Evening Primrose Oil
What is it? Overview Usage Side Effects and Warnings

Evening Primrose Oil Side Effects and Warnings

Written by ritasharma, maria_rn.

Evening primrose oil is generally well tolerated when taken in recommended dosages. Incidence of side effects is low.

Side Effects

The reported side effects that occur with evening primrose oil use include:

  • nausea,
  • headache
  • indigestion
  • stomach pain
  • soft stools
  • Stomach discomfort and loose stools may be indications that the dosage is too high. If any of the side effects persist or worsen, contact your health care provider immediately.

If you develop signs of an allergic reaction such as hives, difficulty breathing, swelling of your face, lips, tongue, or throat, you should stop taking evening primrose and seek emergency care.

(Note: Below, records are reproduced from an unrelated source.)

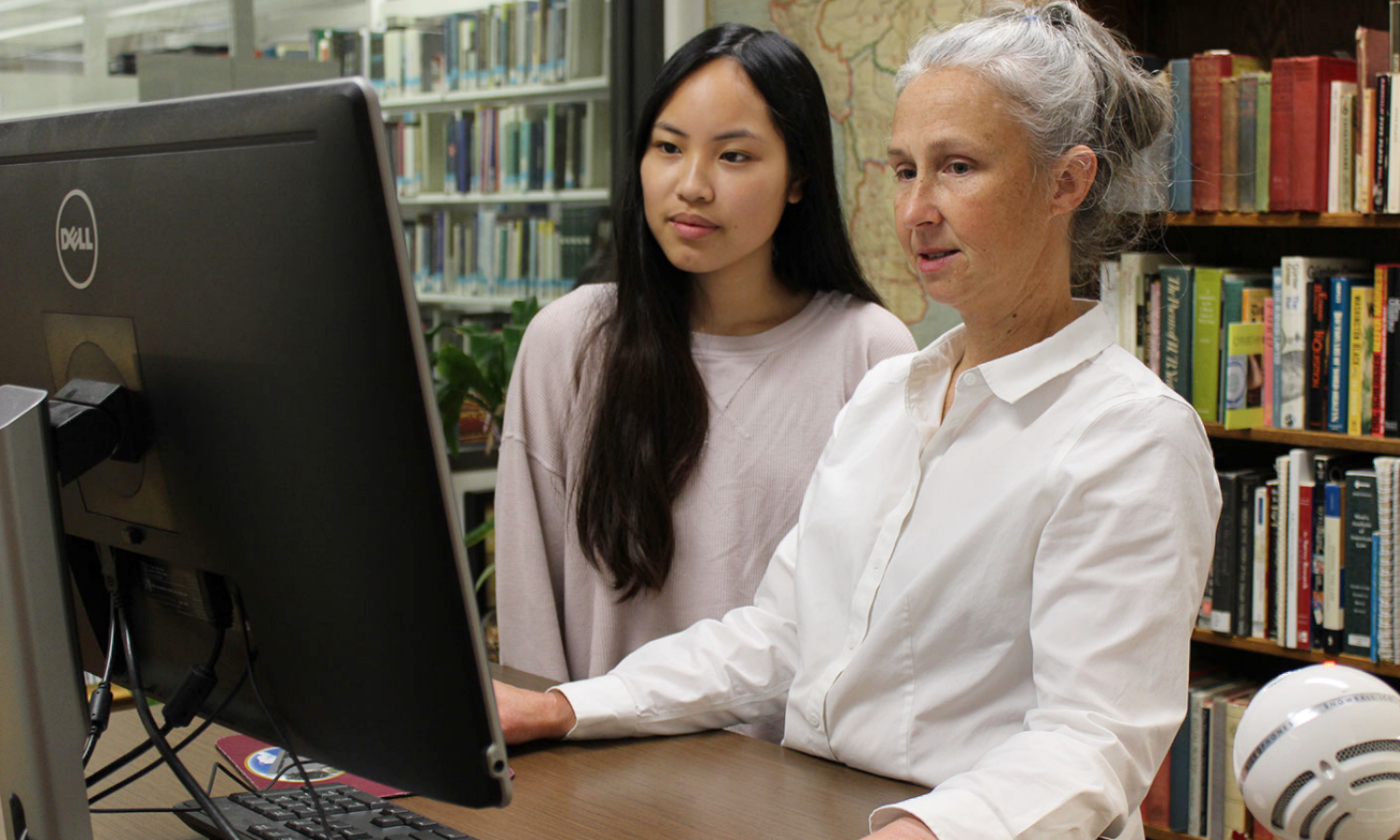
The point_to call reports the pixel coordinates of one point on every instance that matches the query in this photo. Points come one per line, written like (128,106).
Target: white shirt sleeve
(1108,595)
(707,677)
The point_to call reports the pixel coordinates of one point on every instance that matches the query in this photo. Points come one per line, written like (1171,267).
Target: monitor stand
(41,777)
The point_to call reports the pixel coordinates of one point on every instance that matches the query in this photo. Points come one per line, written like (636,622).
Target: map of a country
(857,45)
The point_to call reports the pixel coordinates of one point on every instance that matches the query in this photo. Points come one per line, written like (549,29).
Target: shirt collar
(1016,374)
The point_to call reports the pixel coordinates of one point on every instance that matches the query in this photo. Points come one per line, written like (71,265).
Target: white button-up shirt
(996,604)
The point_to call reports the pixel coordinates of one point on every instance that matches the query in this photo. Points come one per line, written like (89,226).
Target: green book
(1206,342)
(1234,286)
(1176,328)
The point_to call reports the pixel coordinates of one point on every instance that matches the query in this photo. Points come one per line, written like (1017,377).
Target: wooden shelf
(1322,440)
(1282,220)
(1268,649)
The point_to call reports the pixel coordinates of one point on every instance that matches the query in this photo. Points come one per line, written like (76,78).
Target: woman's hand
(528,716)
(904,828)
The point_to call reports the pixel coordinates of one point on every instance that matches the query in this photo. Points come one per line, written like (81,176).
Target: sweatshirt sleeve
(532,521)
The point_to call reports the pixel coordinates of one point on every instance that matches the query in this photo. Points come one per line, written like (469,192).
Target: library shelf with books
(498,122)
(540,196)
(577,90)
(1281,220)
(1195,795)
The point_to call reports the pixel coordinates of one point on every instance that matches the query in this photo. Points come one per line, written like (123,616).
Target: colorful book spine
(1360,367)
(1207,342)
(1176,328)
(1338,355)
(1357,563)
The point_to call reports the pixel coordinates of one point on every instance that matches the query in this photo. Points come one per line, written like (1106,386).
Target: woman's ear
(795,190)
(1072,178)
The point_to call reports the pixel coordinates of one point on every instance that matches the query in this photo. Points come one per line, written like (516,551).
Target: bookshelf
(1268,31)
(497,122)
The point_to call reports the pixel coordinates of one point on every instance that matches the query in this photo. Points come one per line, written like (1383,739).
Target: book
(1206,341)
(1242,300)
(1388,321)
(1380,159)
(1263,142)
(1176,328)
(1340,146)
(1291,338)
(1243,378)
(1312,77)
(1234,815)
(1266,524)
(1248,133)
(1361,364)
(1340,352)
(1319,330)
(1207,122)
(1298,473)
(1179,188)
(1229,145)
(1270,363)
(1360,493)
(1281,137)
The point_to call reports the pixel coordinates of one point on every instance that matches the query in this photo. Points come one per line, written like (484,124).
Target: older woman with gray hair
(997,565)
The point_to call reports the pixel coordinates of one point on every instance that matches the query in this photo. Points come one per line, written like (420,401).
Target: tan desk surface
(714,786)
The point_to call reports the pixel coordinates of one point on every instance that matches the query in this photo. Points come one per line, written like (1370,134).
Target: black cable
(123,761)
(187,697)
(100,705)
(185,741)
(161,745)
(282,736)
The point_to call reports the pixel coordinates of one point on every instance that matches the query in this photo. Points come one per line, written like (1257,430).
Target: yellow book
(1243,375)
(1360,370)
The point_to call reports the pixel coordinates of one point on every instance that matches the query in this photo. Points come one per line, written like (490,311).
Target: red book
(1312,114)
(1304,582)
(1207,70)
(1280,136)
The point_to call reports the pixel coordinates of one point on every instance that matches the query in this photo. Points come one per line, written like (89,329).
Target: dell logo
(76,240)
(76,237)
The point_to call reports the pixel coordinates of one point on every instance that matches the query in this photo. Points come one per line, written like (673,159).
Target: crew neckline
(714,344)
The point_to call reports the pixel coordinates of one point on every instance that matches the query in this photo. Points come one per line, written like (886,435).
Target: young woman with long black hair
(661,427)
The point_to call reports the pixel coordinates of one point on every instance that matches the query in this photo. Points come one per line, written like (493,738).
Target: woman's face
(716,175)
(972,213)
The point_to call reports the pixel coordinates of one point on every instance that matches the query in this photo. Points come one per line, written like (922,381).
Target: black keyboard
(291,815)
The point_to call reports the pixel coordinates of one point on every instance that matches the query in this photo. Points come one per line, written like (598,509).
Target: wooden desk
(714,786)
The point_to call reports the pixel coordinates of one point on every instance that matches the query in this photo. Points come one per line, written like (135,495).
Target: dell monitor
(237,263)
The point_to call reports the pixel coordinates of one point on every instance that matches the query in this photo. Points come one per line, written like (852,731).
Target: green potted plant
(478,372)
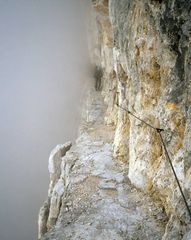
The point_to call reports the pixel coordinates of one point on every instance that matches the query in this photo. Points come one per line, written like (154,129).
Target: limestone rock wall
(59,168)
(144,48)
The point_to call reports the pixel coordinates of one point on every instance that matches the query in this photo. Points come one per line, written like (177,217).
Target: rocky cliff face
(144,49)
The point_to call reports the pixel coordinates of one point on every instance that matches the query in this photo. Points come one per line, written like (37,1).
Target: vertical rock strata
(151,62)
(144,48)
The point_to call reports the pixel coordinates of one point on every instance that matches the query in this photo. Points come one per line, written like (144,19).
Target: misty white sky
(43,66)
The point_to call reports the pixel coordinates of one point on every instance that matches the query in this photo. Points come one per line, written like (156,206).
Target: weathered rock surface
(100,202)
(144,49)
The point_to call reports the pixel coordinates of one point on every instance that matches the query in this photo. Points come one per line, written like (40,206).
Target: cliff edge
(116,181)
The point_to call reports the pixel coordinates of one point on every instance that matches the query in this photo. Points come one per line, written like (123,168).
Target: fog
(43,65)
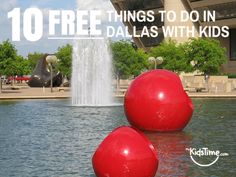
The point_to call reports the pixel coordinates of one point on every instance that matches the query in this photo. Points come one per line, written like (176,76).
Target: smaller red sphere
(125,152)
(156,101)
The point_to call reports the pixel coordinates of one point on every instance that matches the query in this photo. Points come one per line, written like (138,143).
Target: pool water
(51,138)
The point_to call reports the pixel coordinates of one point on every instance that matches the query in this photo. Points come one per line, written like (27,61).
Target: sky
(44,45)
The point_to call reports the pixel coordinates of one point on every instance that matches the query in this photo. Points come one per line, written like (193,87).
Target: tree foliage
(127,61)
(201,54)
(64,55)
(206,55)
(33,59)
(10,63)
(174,55)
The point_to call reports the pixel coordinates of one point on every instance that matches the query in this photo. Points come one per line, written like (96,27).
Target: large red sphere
(156,101)
(125,152)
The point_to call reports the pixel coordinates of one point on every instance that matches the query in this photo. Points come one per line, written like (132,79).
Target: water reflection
(172,154)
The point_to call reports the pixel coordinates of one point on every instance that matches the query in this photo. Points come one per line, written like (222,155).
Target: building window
(233,44)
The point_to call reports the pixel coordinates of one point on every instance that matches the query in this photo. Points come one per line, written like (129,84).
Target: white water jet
(91,66)
(91,73)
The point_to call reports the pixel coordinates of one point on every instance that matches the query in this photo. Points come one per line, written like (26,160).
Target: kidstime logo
(198,155)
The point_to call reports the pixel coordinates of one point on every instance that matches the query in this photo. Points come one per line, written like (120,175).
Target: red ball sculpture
(125,152)
(156,101)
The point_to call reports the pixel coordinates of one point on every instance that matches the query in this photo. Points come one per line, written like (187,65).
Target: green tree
(64,55)
(174,55)
(127,61)
(33,59)
(206,54)
(8,54)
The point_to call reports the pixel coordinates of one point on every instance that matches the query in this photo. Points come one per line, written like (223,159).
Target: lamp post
(157,61)
(51,59)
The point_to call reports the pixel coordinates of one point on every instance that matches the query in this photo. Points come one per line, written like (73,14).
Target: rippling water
(51,138)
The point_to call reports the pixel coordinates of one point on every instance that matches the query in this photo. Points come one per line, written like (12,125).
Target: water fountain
(91,75)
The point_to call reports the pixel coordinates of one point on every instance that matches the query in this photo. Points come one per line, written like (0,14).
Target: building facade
(225,13)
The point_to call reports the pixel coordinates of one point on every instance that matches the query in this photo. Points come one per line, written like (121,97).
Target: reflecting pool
(51,138)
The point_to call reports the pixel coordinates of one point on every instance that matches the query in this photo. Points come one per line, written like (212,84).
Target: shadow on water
(171,148)
(52,138)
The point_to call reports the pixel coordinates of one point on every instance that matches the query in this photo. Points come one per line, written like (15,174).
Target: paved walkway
(64,92)
(35,93)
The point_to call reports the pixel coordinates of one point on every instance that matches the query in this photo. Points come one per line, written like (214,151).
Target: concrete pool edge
(116,96)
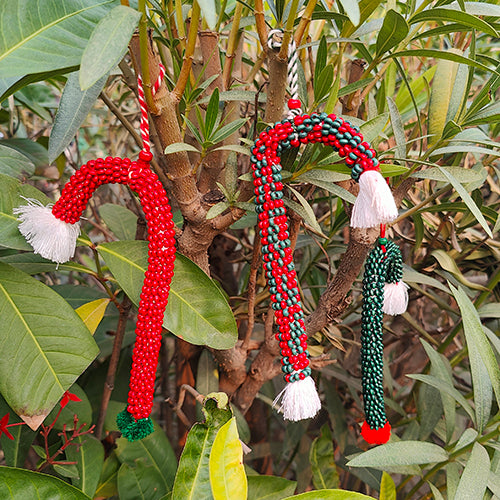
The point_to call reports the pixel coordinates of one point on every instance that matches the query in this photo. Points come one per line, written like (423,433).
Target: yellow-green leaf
(92,313)
(227,473)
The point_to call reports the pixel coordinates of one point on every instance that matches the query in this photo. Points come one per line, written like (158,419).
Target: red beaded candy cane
(52,231)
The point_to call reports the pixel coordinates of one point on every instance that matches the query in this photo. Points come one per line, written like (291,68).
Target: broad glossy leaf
(14,163)
(463,175)
(394,29)
(480,350)
(21,484)
(467,200)
(474,478)
(74,106)
(138,481)
(46,35)
(400,453)
(92,313)
(15,450)
(196,311)
(270,487)
(89,456)
(192,481)
(330,495)
(443,14)
(387,488)
(322,460)
(227,473)
(44,346)
(121,220)
(107,44)
(156,452)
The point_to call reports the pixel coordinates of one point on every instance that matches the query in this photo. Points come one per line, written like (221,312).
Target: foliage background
(421,79)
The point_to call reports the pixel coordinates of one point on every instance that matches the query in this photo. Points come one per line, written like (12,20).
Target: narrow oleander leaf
(74,107)
(44,345)
(107,44)
(474,479)
(197,311)
(21,484)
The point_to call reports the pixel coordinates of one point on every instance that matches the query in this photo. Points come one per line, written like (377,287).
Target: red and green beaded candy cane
(374,206)
(52,231)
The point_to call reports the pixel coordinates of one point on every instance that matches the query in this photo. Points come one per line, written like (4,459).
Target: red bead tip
(376,436)
(145,156)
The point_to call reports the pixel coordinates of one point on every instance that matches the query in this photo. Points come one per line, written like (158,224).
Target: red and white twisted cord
(144,107)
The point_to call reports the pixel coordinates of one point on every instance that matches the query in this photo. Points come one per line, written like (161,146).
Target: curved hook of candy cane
(38,223)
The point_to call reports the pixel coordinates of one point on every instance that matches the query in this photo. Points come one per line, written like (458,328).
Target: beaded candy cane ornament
(52,231)
(374,205)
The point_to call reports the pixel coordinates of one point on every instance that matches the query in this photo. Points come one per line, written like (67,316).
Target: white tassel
(49,236)
(375,204)
(395,298)
(298,400)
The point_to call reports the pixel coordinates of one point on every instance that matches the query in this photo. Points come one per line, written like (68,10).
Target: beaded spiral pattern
(134,422)
(276,252)
(383,265)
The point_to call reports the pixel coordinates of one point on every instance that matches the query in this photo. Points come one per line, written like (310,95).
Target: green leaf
(89,456)
(14,163)
(138,481)
(443,54)
(227,130)
(21,484)
(192,480)
(322,460)
(269,487)
(480,350)
(197,311)
(44,345)
(209,12)
(397,128)
(41,36)
(330,495)
(212,112)
(474,478)
(471,205)
(121,220)
(157,454)
(387,488)
(227,473)
(462,175)
(400,453)
(73,109)
(441,385)
(394,29)
(108,481)
(351,8)
(178,147)
(92,313)
(107,44)
(443,14)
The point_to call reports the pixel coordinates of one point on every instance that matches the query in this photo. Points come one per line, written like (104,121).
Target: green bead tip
(132,429)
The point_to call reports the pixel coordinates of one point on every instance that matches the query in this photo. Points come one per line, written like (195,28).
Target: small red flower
(68,396)
(3,426)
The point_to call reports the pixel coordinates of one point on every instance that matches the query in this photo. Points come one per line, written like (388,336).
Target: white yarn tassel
(375,204)
(49,236)
(298,400)
(395,298)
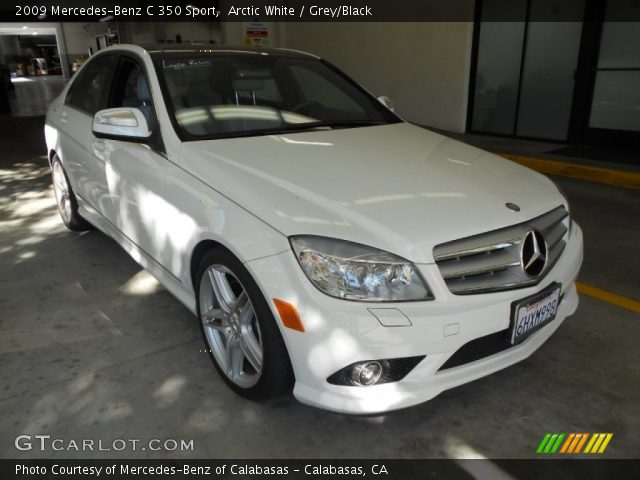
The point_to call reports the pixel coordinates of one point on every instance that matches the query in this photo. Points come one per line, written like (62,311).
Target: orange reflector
(289,315)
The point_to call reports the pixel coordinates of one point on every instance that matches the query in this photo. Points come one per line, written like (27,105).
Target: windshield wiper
(331,124)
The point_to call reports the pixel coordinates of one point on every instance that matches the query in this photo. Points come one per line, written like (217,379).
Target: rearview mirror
(387,102)
(124,123)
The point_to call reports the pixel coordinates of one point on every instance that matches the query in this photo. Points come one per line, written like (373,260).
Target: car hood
(398,187)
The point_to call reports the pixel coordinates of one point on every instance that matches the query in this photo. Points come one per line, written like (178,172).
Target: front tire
(239,329)
(66,199)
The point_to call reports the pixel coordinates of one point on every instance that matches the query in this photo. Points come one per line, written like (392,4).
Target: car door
(85,97)
(134,169)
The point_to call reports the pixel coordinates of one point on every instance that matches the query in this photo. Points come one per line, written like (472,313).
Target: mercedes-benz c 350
(326,246)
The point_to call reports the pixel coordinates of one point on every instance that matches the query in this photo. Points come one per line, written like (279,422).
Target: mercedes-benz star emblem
(533,253)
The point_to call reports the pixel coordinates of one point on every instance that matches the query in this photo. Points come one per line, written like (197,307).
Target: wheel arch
(199,251)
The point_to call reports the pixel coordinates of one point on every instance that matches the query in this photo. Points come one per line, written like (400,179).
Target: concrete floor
(92,347)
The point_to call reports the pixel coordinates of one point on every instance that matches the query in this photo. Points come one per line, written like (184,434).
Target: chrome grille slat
(479,263)
(554,235)
(491,261)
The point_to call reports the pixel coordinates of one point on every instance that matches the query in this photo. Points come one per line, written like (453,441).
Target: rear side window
(87,89)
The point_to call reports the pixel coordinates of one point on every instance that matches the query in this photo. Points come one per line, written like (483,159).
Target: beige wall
(423,67)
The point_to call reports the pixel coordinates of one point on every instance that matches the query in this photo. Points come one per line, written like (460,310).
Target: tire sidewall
(271,337)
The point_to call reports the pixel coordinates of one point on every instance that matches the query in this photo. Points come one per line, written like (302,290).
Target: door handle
(97,144)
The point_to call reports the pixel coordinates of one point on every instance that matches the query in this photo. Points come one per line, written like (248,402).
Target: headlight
(355,272)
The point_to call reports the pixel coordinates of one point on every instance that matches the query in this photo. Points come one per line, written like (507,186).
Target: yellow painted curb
(609,297)
(618,178)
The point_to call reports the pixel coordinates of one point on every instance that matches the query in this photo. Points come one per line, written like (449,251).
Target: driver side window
(131,89)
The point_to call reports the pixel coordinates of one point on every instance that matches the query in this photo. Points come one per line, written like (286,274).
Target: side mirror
(387,102)
(124,123)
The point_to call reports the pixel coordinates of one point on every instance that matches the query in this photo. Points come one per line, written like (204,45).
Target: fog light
(366,373)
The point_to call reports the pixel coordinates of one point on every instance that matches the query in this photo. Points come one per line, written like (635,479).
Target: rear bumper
(339,333)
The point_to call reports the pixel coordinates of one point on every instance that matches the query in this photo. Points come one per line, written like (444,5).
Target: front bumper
(339,333)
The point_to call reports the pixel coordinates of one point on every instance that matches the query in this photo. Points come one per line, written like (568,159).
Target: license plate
(533,313)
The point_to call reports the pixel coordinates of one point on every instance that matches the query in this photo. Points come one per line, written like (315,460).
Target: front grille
(490,261)
(479,348)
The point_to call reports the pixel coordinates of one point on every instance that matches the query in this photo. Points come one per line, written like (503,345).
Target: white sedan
(325,245)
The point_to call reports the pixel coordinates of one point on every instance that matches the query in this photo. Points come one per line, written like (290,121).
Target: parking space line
(612,298)
(618,178)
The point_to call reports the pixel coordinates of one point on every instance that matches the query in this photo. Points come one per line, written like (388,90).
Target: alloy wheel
(231,326)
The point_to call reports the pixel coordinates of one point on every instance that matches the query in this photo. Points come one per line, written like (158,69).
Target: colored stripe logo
(574,443)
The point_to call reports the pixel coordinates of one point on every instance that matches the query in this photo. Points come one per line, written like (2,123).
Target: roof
(172,48)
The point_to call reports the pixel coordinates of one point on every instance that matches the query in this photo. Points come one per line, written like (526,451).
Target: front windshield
(243,94)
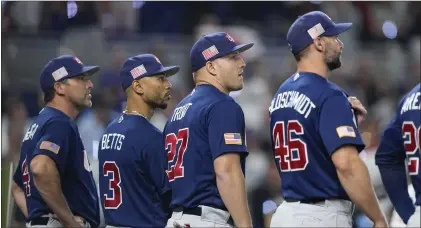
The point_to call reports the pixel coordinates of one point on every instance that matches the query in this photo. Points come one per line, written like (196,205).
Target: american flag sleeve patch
(233,139)
(47,145)
(345,131)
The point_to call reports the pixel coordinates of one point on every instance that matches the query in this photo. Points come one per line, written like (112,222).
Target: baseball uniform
(133,184)
(310,118)
(54,134)
(400,145)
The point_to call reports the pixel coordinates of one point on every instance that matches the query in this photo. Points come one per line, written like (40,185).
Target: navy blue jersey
(132,178)
(204,125)
(310,118)
(402,138)
(55,135)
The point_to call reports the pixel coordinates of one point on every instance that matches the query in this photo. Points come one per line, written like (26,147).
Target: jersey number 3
(412,137)
(286,145)
(171,141)
(116,199)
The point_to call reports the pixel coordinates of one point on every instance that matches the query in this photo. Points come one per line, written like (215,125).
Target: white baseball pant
(414,221)
(50,221)
(210,217)
(328,213)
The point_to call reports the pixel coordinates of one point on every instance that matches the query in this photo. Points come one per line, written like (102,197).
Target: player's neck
(64,107)
(306,65)
(139,106)
(215,84)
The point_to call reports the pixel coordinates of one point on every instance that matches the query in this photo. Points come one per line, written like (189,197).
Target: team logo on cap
(60,73)
(138,71)
(316,31)
(78,60)
(156,58)
(210,52)
(230,38)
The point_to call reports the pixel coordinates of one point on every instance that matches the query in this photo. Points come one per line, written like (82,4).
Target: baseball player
(133,184)
(315,138)
(401,140)
(205,140)
(53,172)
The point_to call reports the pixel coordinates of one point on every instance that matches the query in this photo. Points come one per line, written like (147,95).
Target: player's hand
(361,112)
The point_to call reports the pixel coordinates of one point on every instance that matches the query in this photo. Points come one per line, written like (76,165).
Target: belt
(198,211)
(40,221)
(311,201)
(43,221)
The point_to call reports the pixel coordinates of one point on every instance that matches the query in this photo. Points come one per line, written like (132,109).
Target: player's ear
(59,88)
(138,87)
(211,67)
(319,44)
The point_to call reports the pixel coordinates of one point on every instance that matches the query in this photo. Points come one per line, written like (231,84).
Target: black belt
(43,221)
(310,201)
(40,221)
(198,211)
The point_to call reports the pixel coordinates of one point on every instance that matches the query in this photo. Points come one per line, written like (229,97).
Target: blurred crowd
(381,62)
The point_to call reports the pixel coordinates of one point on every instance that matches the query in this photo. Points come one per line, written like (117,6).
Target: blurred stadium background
(381,62)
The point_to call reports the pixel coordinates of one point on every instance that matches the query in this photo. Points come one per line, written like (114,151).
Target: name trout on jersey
(412,102)
(113,141)
(293,99)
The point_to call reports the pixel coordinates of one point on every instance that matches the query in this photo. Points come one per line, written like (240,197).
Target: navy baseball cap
(213,46)
(63,67)
(310,26)
(141,66)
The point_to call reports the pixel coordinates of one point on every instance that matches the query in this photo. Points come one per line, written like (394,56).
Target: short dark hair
(49,95)
(298,56)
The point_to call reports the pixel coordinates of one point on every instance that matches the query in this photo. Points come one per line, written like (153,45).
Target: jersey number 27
(171,140)
(285,145)
(412,137)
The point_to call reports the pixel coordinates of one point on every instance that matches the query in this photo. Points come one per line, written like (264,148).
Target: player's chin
(162,105)
(237,87)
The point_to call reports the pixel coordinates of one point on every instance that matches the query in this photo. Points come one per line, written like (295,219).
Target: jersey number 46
(171,140)
(285,145)
(412,137)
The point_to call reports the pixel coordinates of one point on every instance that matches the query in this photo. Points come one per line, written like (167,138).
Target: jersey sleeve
(157,161)
(337,125)
(226,129)
(391,150)
(54,143)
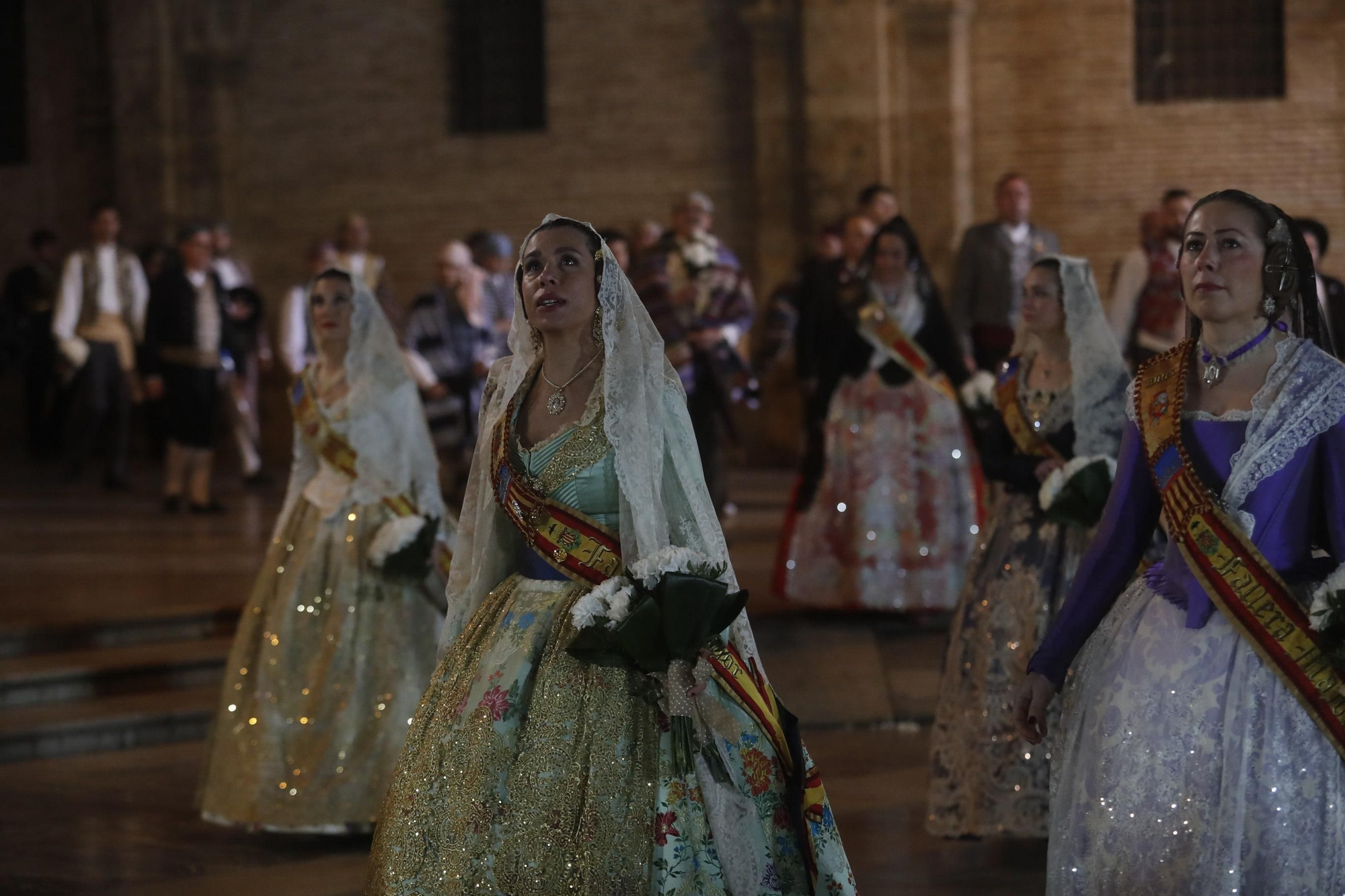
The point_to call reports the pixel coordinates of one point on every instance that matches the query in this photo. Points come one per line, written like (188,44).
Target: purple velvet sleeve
(1124,533)
(1334,489)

Evening primrose oil should not be taken by patients who have allergies to its components. If any of the conditions below applies to you, do not take evening primrose without the advice of a doctor:

  • epilepsy or a seizure disorder
  • schizophrenia
  • bleeding problems or blood-clotting disorder
  • plans to have any type of surgery

Talk to your health care provider if you are pregnant or plan to get pregnant during the treatment. It is not known whether evening primrose could pass into breast milk or if it is harmful for a nursing baby. If you are breastfeeding, ask your doctor before using evening primrose.

Drug interactions

Evening primrose oil may alter the effects of some medications. If you are taking any of the following medications, you should not use evening primrose oil without first consulting with your doctor:

  • medicines used for psychiatric disorders, such as chlorpromazine (Thorazine), perphenazine (Trilafon), fluphenazine (Permitil, Prolixin), prochlorperazine (Compazine, Compro), promethazine (Pentazine, Phenergan, Phenadoz, Promethegan), thioridazine (Mellaril), or trifluoperazine (Stelazine). Using these drugs with evening primrose oil may increase the risk of seizures.
  • Blood thinners such as warfarin (Coumadin)
  • Anti platelet drugs* such clopidogrel (Plavix);
  • Herbs with known blood thinning properties;
  • Aspirin or other non-steroidal anti-inflammatory drugs (NSAID's)

You should inform your doctor about all your prescription and over-the-counter medications.